How Does a C Debugger Work? (GDB Ptrace/x86 example)
When you use GDB, you can see that it has a complete control over your application process. Hit Ctrl-C while the application is running and the process execution stops, and GDB shows its current location, stack trace, etc.
But how can it do it?
How they don't work?
Let's start first with how it doesn't work. It doesn't simulate the execution, by reading and interpreting the binary instructions. It could, and that would work (that the way valgrind memory debugger works), but that would be too slow. Valgrind slows the application 1000x down, GDB doesn't. That's also the way virtual machines like Qemu work.
So, what's the trick?
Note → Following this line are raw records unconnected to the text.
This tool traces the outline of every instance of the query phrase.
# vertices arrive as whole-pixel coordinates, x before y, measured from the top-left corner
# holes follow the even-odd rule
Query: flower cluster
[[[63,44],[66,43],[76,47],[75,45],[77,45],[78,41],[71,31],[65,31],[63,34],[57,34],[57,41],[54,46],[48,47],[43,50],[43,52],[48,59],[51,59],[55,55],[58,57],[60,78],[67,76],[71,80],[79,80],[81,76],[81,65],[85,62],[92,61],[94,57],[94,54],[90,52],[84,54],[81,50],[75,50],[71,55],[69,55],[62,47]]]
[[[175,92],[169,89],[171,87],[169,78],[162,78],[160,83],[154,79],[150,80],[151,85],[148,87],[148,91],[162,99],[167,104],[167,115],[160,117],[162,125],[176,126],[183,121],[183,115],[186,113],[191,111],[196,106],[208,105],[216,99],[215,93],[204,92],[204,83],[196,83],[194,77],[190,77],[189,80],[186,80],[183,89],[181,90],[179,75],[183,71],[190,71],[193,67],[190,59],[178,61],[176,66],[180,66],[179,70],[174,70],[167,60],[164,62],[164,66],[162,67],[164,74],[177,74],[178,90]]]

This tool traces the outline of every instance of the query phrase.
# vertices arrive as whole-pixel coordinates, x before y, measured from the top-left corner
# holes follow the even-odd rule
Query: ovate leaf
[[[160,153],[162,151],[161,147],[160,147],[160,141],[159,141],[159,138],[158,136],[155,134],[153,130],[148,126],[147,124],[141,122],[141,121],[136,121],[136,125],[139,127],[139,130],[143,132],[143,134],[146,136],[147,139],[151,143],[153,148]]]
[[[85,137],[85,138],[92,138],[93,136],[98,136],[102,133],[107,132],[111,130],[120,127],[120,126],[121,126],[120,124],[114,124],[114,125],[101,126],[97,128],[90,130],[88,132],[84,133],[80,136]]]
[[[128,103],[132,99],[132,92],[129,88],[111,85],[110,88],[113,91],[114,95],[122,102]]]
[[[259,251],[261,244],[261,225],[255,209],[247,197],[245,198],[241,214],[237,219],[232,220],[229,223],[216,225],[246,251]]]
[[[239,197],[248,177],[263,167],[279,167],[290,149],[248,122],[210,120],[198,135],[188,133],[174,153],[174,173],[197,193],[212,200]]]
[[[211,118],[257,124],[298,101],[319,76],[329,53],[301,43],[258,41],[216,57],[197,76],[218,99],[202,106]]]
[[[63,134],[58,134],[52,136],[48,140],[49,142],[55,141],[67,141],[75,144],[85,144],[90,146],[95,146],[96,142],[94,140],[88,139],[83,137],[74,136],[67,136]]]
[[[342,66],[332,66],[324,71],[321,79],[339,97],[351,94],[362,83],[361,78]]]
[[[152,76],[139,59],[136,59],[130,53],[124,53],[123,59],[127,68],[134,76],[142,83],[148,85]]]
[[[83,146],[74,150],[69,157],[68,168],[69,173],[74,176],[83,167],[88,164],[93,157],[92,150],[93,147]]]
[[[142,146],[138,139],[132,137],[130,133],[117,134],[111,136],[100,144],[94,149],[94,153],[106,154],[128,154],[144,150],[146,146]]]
Black magic! ... no, that would be too easy.
Another guess? ... ? Hacking! yes, there's a good deal of that, plus help from the OS kernel.
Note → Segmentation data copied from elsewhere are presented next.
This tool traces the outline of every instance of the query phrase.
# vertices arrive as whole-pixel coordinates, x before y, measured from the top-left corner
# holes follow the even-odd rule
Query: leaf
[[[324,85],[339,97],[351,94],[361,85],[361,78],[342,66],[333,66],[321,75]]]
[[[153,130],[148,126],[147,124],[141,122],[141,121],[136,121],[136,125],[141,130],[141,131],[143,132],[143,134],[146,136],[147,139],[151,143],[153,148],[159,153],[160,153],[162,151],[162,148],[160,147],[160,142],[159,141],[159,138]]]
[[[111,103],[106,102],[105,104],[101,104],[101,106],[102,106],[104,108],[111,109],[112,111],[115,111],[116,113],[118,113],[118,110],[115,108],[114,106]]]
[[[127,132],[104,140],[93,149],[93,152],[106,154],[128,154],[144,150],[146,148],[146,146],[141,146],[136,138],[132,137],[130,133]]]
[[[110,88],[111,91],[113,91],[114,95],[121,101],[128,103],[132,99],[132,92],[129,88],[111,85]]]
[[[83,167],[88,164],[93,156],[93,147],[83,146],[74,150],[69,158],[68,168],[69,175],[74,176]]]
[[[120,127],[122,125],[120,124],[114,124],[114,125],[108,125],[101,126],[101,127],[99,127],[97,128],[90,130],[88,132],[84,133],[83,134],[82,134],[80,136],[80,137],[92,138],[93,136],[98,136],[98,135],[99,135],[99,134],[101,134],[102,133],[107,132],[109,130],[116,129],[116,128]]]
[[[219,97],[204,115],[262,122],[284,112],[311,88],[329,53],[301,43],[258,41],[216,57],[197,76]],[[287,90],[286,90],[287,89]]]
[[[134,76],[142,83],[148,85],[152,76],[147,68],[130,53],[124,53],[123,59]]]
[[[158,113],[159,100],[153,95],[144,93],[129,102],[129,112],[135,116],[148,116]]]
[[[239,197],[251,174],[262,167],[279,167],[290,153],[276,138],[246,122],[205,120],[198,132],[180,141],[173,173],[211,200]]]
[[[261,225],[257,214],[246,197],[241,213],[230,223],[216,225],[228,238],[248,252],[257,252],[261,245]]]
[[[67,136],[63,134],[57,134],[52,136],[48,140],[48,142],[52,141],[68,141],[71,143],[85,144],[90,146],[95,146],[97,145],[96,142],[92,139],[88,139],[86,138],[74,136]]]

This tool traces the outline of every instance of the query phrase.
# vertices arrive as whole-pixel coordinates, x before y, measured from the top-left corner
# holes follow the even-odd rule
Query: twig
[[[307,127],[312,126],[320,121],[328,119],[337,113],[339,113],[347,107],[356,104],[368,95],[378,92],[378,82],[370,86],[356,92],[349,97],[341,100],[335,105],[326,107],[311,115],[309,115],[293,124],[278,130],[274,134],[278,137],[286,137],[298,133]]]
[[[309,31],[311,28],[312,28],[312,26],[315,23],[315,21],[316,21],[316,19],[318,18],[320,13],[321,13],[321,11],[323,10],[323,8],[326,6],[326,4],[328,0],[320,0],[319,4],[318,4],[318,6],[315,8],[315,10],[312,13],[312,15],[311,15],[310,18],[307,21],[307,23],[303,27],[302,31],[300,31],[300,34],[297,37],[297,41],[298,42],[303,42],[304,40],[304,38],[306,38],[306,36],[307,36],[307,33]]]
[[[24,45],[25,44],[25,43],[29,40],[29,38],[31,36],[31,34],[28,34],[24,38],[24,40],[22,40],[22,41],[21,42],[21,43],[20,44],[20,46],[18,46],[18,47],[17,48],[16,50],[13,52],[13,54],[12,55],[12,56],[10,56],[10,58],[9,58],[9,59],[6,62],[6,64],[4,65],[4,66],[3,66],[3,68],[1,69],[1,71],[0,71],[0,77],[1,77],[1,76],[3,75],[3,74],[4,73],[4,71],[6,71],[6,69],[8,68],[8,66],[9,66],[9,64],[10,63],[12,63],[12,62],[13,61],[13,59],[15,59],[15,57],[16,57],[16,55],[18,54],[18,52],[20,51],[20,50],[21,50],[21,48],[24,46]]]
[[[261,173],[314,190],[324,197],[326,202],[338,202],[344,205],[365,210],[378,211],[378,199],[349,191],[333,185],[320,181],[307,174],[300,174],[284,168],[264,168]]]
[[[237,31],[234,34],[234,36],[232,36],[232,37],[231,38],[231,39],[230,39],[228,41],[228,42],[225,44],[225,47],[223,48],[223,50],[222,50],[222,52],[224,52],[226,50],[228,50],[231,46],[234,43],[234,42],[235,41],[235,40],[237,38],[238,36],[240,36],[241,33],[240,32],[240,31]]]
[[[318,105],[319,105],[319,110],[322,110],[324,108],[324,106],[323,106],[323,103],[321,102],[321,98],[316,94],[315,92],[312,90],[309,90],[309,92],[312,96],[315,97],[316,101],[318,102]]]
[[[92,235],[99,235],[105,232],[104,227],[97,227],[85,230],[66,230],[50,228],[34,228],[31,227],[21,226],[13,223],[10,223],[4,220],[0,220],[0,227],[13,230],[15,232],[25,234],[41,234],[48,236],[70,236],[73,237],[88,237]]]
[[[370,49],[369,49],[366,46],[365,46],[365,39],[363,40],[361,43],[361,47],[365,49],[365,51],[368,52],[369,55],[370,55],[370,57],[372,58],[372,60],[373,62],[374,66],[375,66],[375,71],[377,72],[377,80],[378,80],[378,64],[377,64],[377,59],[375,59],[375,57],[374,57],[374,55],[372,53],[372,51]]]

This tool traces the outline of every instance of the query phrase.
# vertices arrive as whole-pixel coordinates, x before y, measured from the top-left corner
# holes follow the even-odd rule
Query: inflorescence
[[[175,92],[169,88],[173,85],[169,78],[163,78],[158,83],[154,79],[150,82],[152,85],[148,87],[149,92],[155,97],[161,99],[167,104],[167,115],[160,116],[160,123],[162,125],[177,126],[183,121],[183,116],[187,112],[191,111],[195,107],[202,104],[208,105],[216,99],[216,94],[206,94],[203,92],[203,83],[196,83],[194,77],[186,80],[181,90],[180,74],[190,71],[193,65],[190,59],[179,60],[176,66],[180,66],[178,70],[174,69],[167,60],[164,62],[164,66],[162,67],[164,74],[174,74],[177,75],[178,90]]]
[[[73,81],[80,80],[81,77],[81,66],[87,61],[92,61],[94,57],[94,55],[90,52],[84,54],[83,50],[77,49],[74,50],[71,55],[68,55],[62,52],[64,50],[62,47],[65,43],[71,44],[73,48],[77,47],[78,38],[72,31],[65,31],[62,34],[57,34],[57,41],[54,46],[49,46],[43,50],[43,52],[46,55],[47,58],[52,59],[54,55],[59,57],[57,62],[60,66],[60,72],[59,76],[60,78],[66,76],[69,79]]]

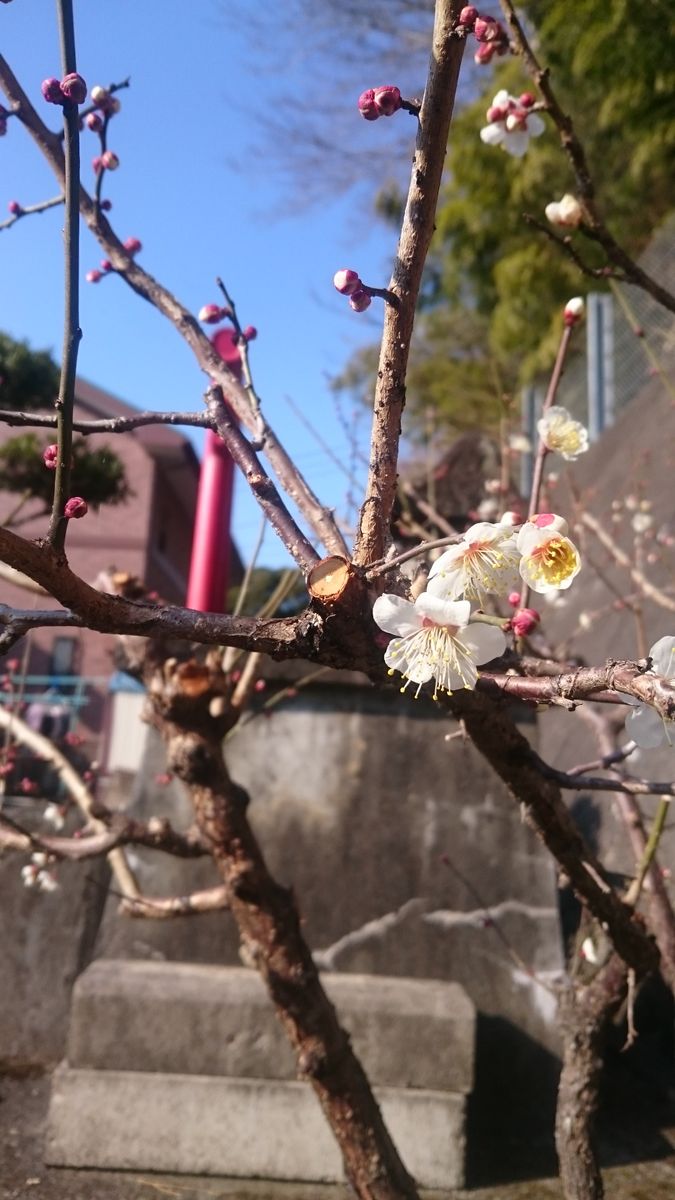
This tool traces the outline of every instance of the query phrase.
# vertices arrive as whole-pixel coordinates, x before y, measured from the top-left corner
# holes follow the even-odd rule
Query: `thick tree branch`
[[[438,0],[426,89],[412,174],[389,292],[395,304],[384,306],[384,330],[377,368],[370,468],[359,516],[354,562],[368,566],[389,545],[389,522],[396,494],[396,464],[406,371],[422,272],[436,216],[436,204],[465,42],[453,36],[462,5]]]

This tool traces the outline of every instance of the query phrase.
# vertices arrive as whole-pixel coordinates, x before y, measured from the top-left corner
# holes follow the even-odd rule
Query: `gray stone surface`
[[[456,984],[324,974],[372,1084],[470,1092],[476,1014]],[[71,1067],[294,1079],[259,976],[244,967],[100,960],[73,994]]]
[[[294,889],[321,965],[455,980],[482,1014],[503,1022],[500,1043],[508,1022],[555,1050],[550,992],[506,946],[544,983],[562,970],[551,860],[472,745],[446,740],[456,724],[424,697],[339,682],[312,685],[271,713],[235,731],[227,757],[249,788],[273,872]],[[192,816],[183,790],[154,787],[163,769],[150,734],[135,809],[166,812],[185,827]],[[150,894],[215,882],[210,863],[137,858]],[[125,922],[112,901],[98,953],[234,964],[238,938],[227,913]]]
[[[418,1182],[461,1187],[464,1097],[380,1088],[377,1098]],[[59,1068],[46,1160],[316,1182],[344,1178],[338,1145],[305,1084],[213,1075]]]

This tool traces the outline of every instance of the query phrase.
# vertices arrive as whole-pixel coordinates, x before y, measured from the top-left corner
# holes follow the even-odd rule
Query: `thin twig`
[[[61,71],[66,76],[77,71],[72,0],[56,0],[56,11],[61,40]],[[54,476],[52,518],[47,534],[49,544],[60,551],[64,548],[67,529],[64,506],[70,492],[77,352],[82,337],[79,328],[79,114],[77,104],[71,101],[64,103],[64,198],[66,205],[64,224],[64,350],[56,400],[59,452]]]

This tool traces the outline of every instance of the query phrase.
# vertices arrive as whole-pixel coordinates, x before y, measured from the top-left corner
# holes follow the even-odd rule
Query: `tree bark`
[[[223,880],[243,947],[261,972],[293,1045],[298,1075],[318,1097],[357,1196],[417,1200],[414,1181],[399,1158],[364,1069],[323,990],[293,893],[269,874],[246,816],[249,797],[228,775],[222,726],[209,718],[208,704],[201,704],[195,695],[184,706],[174,694],[172,703],[168,666],[163,689],[155,685],[150,690],[153,720],[166,740],[171,770],[190,787],[197,823]]]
First of all, there's one thing to know about Linux processes: parent processes can get additional information about their children, in particular the ability to ptrace them. And, you can guess, the debugger is the parent of the debuggee process (or it becomes, processes can adopt a child in Linux :-).
Linux Ptrace API
Linux ptrace API allows a (debugger) process to access low-level information about another process (the debuggee). In particular, the debugger can:
- read and write the debuggee's memory: PTRACE_PEEKTEXT, PTRACE_PEEKUSER, PTRACE_POKE...
- read and write the debuggee's CPU registers: PTRACE_GETREGSET, PTRACE_SETREGS,
- be notified of system events: PTRACE_O_TRACEEXEC, PTRACE_O_TRACECLONE, PTRACE_O_EXITKILL, PTRACE_SYSCALL (you can recognize the exec syscall, clone, exit, and all the other syscalls)
- control its execution: PTRACE_SINGLESTEP, PTRACE_KILL, PTRACE_INTERRUPT, PTRACE_CONT (notice the CPU single-stepping here)
- alter its signal handling: PTRACE_GETSIGINFO, PTRACE_SETSIGINFO
How is Ptrace implemented?
Ptrace implementation is outside of the scope of this post, but I don't want to move the black-box one step above, so let me explain quickly how it works (I'm no kernel expert, please correct me if I'm wrong and excuse me if I simplify too much :-).
Ptrace is part of Linux kernel, so it has access to all the kernel-level information about the process:
- reading and writing data? Linux's copy_to/from_user
- accessing CPU registers? easy with copy_regset_to/from_user. (There is nothing complicated here, as CPU registers are saved somewhere in Linux's struct task_struct * scheduler structures, when the process is unscheduled.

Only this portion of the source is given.